The Milk Carton Kids
Listening to The Milk Carton Kids — Joey Ryan and Kenneth Pattengale — talk about their creative process, it’s easy to imagine them running in opposite directions even while yoked together. “Joey and I famously have an adversarial relationship,” Pattengale says. They dig at each other in interviews and on stage, where Ryan plays his own straight man, while Pattengale tunes his guitar. The songs emerge somewhere in the silences and the struggle between their sensibilities. They have been known to argue over song choices. They have been known to argue about everything from wardrobe to geography to grammar. But their singing is the place where they make room for each other and the shared identity that rises out of their combined voices. Defying the conventions of melody and harmony is a strategy The Milk Carton Kids have consciously embraced. “Sometimes we’ll switch parts for a beat or a bar or a note,” Ryan says. “And that starts to obfuscate what is the melody and what is the supporting part because we think of both of them being strong enough to stand alone.”
“There are only so many things you can do alone in life that allow you to transcend your sense of self for even a short period,” Pattengale continues. “I’m the lucky recipient of a life in which for hundreds of times, day after day, I get to spend an hour that is like speaking a language only two people know and doing it in a space with others who want to hear it.

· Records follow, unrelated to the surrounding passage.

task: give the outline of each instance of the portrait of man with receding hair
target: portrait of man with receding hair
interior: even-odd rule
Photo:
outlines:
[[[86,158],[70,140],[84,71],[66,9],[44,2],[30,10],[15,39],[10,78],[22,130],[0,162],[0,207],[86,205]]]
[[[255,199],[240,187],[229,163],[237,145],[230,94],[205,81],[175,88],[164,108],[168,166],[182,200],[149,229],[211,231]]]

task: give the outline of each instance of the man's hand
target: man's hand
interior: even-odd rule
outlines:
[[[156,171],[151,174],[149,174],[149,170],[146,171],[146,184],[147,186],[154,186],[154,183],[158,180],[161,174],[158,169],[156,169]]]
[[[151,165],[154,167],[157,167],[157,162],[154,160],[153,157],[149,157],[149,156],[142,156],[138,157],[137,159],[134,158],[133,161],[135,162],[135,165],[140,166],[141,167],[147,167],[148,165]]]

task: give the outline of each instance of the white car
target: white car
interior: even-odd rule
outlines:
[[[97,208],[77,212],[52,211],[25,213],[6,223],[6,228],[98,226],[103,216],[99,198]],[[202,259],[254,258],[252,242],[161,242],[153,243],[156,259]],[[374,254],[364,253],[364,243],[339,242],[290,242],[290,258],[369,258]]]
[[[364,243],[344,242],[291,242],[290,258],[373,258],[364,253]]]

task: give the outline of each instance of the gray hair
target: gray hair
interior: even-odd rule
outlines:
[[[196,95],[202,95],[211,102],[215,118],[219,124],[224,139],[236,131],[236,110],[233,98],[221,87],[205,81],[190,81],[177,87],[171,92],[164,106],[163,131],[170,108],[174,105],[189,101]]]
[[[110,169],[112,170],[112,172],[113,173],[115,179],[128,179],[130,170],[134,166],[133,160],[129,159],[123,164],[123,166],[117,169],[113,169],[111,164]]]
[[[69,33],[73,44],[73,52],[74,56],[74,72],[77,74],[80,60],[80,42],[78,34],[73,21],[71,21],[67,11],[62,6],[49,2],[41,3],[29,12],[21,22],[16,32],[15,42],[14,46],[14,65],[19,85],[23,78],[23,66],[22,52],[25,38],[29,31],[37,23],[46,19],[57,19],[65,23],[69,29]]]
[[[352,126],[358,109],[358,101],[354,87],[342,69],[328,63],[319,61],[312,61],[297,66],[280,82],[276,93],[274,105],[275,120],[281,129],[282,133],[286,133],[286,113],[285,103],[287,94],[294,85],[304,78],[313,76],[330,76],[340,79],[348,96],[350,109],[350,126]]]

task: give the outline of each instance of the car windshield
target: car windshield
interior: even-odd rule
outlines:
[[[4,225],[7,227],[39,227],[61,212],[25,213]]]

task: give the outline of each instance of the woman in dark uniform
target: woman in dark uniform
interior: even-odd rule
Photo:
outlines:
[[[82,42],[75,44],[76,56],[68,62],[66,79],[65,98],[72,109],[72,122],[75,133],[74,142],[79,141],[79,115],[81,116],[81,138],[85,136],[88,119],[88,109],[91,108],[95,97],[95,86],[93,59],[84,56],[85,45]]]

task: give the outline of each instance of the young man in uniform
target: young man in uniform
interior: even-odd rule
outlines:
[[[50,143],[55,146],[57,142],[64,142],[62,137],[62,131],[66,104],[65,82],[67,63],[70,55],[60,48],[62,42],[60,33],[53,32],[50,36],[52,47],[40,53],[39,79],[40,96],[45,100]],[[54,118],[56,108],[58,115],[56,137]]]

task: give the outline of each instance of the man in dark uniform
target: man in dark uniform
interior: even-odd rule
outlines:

The Only Ones, the group’s new record (out now on the band’s own Milk Carton Records imprint in partnership with Thirty Tigers), finds Ryan and Pattengale performing a stripped-down acoustic set without a backing band. On The Only Ones, the pair returns to the core of what they are about musically: the duo.
Ryan and Pattengale also recently hosted the 18th annual Americana Honors & Awards for the second year in a row, while the group has been nominated for three Grammy Awards: Best Folk Album in 2013 (The Ash & Clay); Best American Roots Performance in 2015 (“The City of Our Lady”); and Best Engineered Album, Non-Classical, in 2018 (All the Things That I Did and All the Things That I Didn’t Do).
Over the past few years, life has changed dramatically for The Milk Carton Kids. Pattengale has moved to Nashville, where he is also producing records; Ryan is now the father of two children and works as a producer on Live from Here with Chris Thile. A break from years of non-stop touring, Ryan says, has yielded “space outside of the band that gives us perspective on what the band is.”